Billions of years ago, Mars had liquid water on its surface in the form of lakes, streams, and even an ocean that covered much of its northern hemisphere. The evidence of this warmer, wetter past is written in many places across the landscape in the form of alluvial fans, deltas, and mineral-rich clay deposits. However, for over half a century, scientists have been debating whether or not liquid water exists on Mars today.
According to new research by Norbert Schorghofer – the Senior Scientist at the Planetary Science Institute – briny water may form intermittently on the surface of Mars. While very short-lived (just a few days a year), the potential presence of seasonal brines on the Martian surface would tell us much about the seasonal cycles of the Red Planet, as well as help to resolve one of its most enduring mysteries.
Schorghofer’s study, titled “Mars: Quantitative Evaluation of Crocus Melting behind Boulders“, recently appeared in The Astrophysical Journal. To address the question of whether seasonal water frost can melt, thus producing liquid water, Schorghofer considered a suite of quantitative models, as well as updated info on heat convection and a three-dimensional surface energy balance model.
While much of the water that once existed on Mars’ has been preserved in the form of its polar ice caps, the presence of liquid water is very difficult to determine. The planet undergoes seasonal cycles like Earth, which would lead one to conclude that this ice periodically melts. However, the low-pressure environment and rapid temperature changes on Mars cause this ice to sublimate long before it reaches its melting point.
On Mars, atmospheric pressure ranges from 0.4 to 0.87 kilopascals (kPa), which is the equivalent of less than 1% of Earth’s at sea level. This places it close to the triple point pressure of H2O – the minimum pressure necessary for liquid water to exist. Meanwhile, the surface heats very quickly when exposed to sunshine, which results in massive changes in temperature throughout the day.
As Schorghofer explained in a recent PSI press release:
“Mars has plenty of cold ice-rich regions and plenty of warm ice-free regions, but icy regions where the temperature rises above the melting point are a sweet spot that is nearly impossible to find. That sweet spot is where liquid water would form.”
Schorghofer envisions these “sweet spots” as being located in the mid-latitudes around protruding topography (e.g. boulders and tall rock formations). During the winter, these regions would cast shadows continually, creating very cold temperature environments where water frost could accumulate.
When Spring comes, these same spots would become exposed to direct sunlight. This would cause the water frosts to be heated to close to the melting point of water after one or two Martian days (aka. sols). According to Schorghofer’s detailed model calculations, the temperature would change very rapidly, rising from -128 °C (-200 °F) in the morning to -10 °C (14 °F) by noon.
Wherever these water frost deposits formed on salt-rich ground, their melting point would be depressed to the point where it would melt at -10 °C. This means that not all of the frost would sublimate and become gaseous. Some of it would turn into brines that would endure until all of the ice has either melted or turned to vapor. This seasonal pattern would repeat again the following year.

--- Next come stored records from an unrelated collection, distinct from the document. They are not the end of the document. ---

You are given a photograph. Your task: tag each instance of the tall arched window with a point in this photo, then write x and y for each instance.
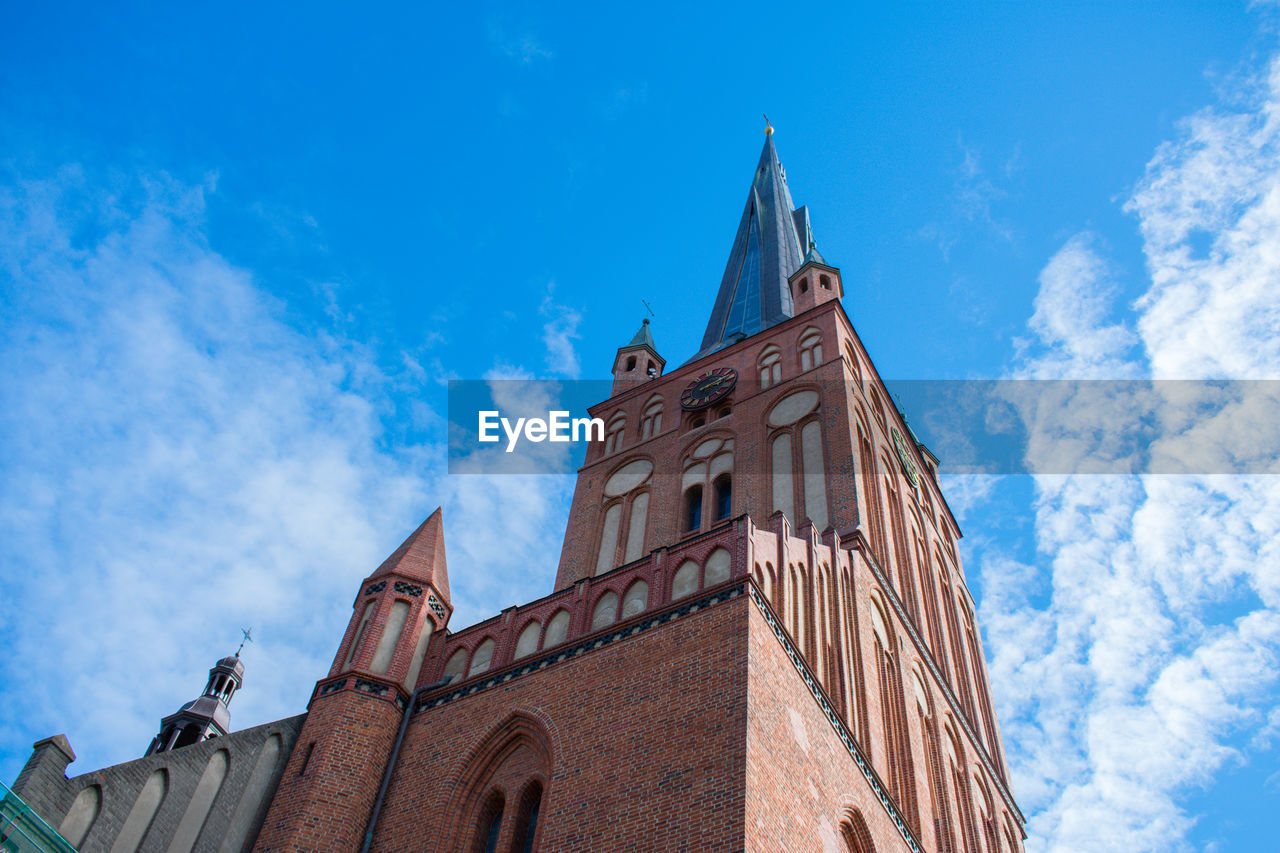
(769, 366)
(799, 477)
(851, 361)
(979, 683)
(650, 423)
(499, 792)
(700, 484)
(489, 824)
(933, 763)
(901, 778)
(723, 496)
(855, 835)
(694, 507)
(626, 515)
(810, 350)
(613, 433)
(526, 819)
(960, 790)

Much like what happens in the southern polar region, carbon dioxide frosts could also build up during the winter in the shadowed areas behind protruding topography. The melting of water frosts would therefore only take place after the dry ice had vaporized – a point that scientists refer to as the “crocus date.” One or two sols after this date has passed, liquid water ice will begin to thaw to create water – known as “crocus melting.”
These findings build on previous experiments conducted by NASA that showed how chlorate-rich environments on Mars would be the most likely place to find water. Similar research has been conducted by numerous science teams that have questioned whether seasonal features around Mars’ equatorial regions – known as Recurring Slope Lineae (RSL) or “slope streaks” – are the result of brines forming.
So far, there is conflicting evidence as to what causes these features and whether they are the result of sand avalanches (“dry” mechanisms) or liquid water from groundwater springs, melting surface ice, or the formation of brines (“wet” mechanisms). As Schorghofer explained, his research and modeling are an additional indication that the “wet” school of thought is correct.
“Answering the question whether crocus melting of seasonal water ice actually occurs on Mars required a slew of detailed quantitative calculations – the numbers really matter. It took decades to develop the necessary quantitative models.”
This summer, NASA’s Mars 2020 rover will launch from Cape Canaveral to begin its six-month-long journey to Mars. Once there, it will join Curiosity and a host of other missions that are currently looking for evidence of Mars’ watery past. With any luck, some direct evidence that liquid water exists there today will also be found! Aside from settling a decades-long debate, it would be good news for all those hoping to go there in the future!